Production deployment

Docker Compose (recommended)

A production-ready Compose file is provided at docker-compose.prod.yml. It pins service versions, disables the dev volume mounts, and expects a .env at the repository root for shared credentials.

docker compose -f docker-compose.prod.yml up -d --build

For HTTPS without a reverse proxy, an optional Cloudflare Tunnel service is included — add your CLOUDFLARE_TUNNEL_TOKEN to the root .env.

PostgreSQL backups (systemd)

A host-side systemd backup setup lives under deploy/backup/. Run this once on the production host from the repository root:

sudo bash ./deploy/backup/install-spendhound-db-backup.sh

This installs and enables a systemd timer that:

  • runs daily at 03:15 UTC (with up to 15 min randomised delay; Persistent=true catches missed runs)
  • dumps the running db container with pg_dump
  • writes a compressed archive to a temp file, validates it with pg_restore --list, writes a SHA-256 checksum, then atomically renames both into place
  • prunes old backups after the configured retention period
  • runs with set -Eeuo pipefail, umask 077, and flock to prevent overlapping runs

Backups are stored in /var/backups/spendhound.

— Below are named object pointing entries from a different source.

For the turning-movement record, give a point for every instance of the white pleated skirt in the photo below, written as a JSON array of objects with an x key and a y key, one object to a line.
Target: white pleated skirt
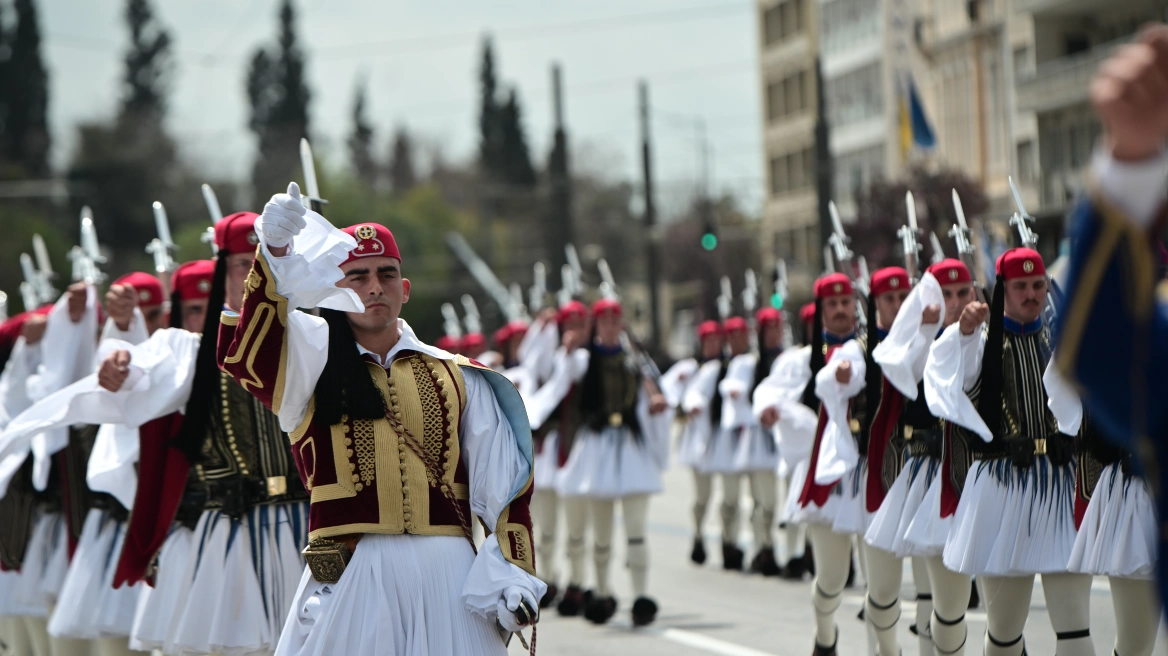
[
  {"x": 401, "y": 595},
  {"x": 609, "y": 465},
  {"x": 242, "y": 577},
  {"x": 890, "y": 524},
  {"x": 1118, "y": 534},
  {"x": 88, "y": 606},
  {"x": 547, "y": 462},
  {"x": 693, "y": 442},
  {"x": 927, "y": 530},
  {"x": 845, "y": 510},
  {"x": 1013, "y": 522},
  {"x": 158, "y": 607},
  {"x": 757, "y": 451},
  {"x": 46, "y": 563}
]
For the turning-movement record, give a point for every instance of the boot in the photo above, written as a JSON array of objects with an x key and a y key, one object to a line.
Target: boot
[
  {"x": 599, "y": 611},
  {"x": 699, "y": 553},
  {"x": 644, "y": 612},
  {"x": 764, "y": 563}
]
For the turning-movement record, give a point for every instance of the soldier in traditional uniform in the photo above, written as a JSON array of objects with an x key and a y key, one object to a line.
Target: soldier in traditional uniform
[
  {"x": 1013, "y": 466},
  {"x": 400, "y": 445},
  {"x": 618, "y": 454}
]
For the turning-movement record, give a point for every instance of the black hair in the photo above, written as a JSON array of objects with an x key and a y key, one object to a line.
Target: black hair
[
  {"x": 176, "y": 311},
  {"x": 989, "y": 398},
  {"x": 204, "y": 389},
  {"x": 818, "y": 357},
  {"x": 345, "y": 386}
]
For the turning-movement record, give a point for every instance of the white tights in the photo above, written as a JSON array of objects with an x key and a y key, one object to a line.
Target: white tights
[
  {"x": 1008, "y": 605},
  {"x": 634, "y": 509}
]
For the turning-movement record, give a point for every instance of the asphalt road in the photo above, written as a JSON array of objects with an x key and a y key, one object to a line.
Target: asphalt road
[{"x": 707, "y": 611}]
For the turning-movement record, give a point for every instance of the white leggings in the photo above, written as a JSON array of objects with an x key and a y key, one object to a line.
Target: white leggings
[
  {"x": 634, "y": 509},
  {"x": 1008, "y": 605},
  {"x": 1137, "y": 615},
  {"x": 544, "y": 508}
]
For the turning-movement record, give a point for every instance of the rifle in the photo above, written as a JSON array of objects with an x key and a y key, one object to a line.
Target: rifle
[
  {"x": 908, "y": 235},
  {"x": 965, "y": 250},
  {"x": 88, "y": 256},
  {"x": 161, "y": 248},
  {"x": 539, "y": 288},
  {"x": 315, "y": 203},
  {"x": 208, "y": 236}
]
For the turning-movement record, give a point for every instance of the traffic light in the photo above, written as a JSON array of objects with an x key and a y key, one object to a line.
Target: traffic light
[{"x": 709, "y": 236}]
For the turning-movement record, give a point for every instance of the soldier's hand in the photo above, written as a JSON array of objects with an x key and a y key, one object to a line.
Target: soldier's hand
[
  {"x": 931, "y": 314},
  {"x": 843, "y": 372},
  {"x": 973, "y": 316},
  {"x": 77, "y": 294},
  {"x": 283, "y": 218},
  {"x": 770, "y": 417},
  {"x": 119, "y": 304},
  {"x": 33, "y": 330},
  {"x": 113, "y": 371},
  {"x": 1130, "y": 93}
]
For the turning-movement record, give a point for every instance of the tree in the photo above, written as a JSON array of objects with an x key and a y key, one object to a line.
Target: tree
[
  {"x": 515, "y": 160},
  {"x": 402, "y": 174},
  {"x": 361, "y": 140},
  {"x": 279, "y": 107},
  {"x": 489, "y": 127},
  {"x": 882, "y": 213},
  {"x": 25, "y": 139}
]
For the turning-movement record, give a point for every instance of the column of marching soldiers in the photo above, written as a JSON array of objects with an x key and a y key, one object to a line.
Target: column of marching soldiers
[{"x": 918, "y": 420}]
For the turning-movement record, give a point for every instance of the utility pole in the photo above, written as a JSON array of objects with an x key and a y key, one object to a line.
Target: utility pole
[
  {"x": 653, "y": 248},
  {"x": 560, "y": 228}
]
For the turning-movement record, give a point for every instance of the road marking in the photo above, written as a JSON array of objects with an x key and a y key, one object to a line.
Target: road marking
[{"x": 711, "y": 644}]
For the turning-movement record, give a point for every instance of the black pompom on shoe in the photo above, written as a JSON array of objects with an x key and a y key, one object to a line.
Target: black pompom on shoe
[
  {"x": 600, "y": 609},
  {"x": 549, "y": 597},
  {"x": 572, "y": 602},
  {"x": 699, "y": 553},
  {"x": 644, "y": 612}
]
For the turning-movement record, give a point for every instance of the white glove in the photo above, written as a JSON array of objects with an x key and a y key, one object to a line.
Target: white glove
[
  {"x": 509, "y": 604},
  {"x": 283, "y": 217}
]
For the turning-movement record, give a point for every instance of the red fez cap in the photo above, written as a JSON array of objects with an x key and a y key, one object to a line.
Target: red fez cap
[
  {"x": 767, "y": 315},
  {"x": 951, "y": 272},
  {"x": 606, "y": 306},
  {"x": 1020, "y": 263},
  {"x": 807, "y": 313},
  {"x": 236, "y": 232},
  {"x": 889, "y": 279},
  {"x": 193, "y": 280},
  {"x": 833, "y": 285},
  {"x": 735, "y": 323},
  {"x": 708, "y": 328},
  {"x": 473, "y": 341},
  {"x": 147, "y": 287},
  {"x": 571, "y": 309},
  {"x": 373, "y": 239}
]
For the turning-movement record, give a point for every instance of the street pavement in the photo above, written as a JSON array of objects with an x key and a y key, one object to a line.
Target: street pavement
[{"x": 707, "y": 611}]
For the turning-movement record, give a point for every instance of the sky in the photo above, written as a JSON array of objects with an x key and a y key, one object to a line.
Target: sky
[{"x": 421, "y": 61}]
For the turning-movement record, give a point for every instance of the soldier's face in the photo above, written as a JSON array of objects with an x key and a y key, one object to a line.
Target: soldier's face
[
  {"x": 194, "y": 314},
  {"x": 888, "y": 306},
  {"x": 379, "y": 284},
  {"x": 840, "y": 314},
  {"x": 238, "y": 265},
  {"x": 957, "y": 297},
  {"x": 1026, "y": 298}
]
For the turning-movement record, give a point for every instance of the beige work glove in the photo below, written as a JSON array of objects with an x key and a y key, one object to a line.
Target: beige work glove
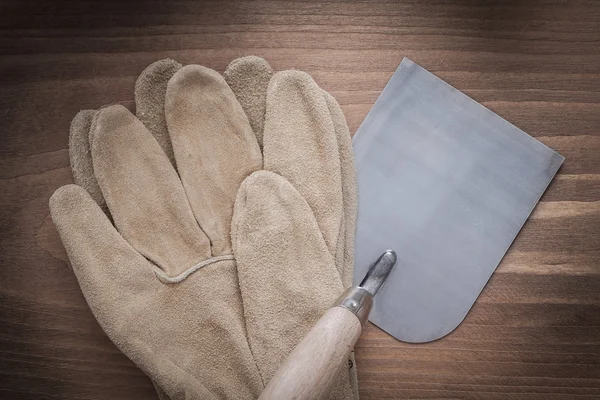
[{"x": 269, "y": 311}]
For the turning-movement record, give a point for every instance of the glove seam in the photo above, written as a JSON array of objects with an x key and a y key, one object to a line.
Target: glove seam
[{"x": 164, "y": 278}]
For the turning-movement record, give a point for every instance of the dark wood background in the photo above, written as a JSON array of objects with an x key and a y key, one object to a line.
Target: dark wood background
[{"x": 534, "y": 332}]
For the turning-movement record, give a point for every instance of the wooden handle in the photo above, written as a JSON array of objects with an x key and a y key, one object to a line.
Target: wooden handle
[{"x": 311, "y": 369}]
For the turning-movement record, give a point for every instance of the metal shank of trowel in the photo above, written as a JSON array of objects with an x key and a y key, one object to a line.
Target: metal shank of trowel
[{"x": 359, "y": 299}]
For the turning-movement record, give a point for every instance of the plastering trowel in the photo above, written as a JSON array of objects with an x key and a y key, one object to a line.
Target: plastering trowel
[{"x": 447, "y": 184}]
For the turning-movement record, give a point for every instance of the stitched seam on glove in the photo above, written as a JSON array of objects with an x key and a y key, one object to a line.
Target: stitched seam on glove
[{"x": 164, "y": 278}]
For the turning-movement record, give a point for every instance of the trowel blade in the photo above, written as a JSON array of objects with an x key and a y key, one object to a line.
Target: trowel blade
[{"x": 448, "y": 184}]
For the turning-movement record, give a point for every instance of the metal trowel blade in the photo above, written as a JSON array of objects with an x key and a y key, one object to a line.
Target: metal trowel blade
[{"x": 448, "y": 184}]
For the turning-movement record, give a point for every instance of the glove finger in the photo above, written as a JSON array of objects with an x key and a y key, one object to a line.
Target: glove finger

Useful commands:

sudo systemctl status spendhound-db-backup.timer --no-pager
sudo systemctl list-timers spendhound-db-backup.timer
sudo journalctl -u spendhound-db-backup.service -n 50 --no-pager

LLM concurrency (single-machine / single-GPU)

SpendHound is designed for a single-worker deployment (--workers 1). The in-process asyncio.Semaphore that serialises Ollama calls and the in-memory slowapi rate counters both require a single process. If you scale to multiple workers, replace the in-memory rate limiter with a Redis backend and the semaphore with a distributed lock.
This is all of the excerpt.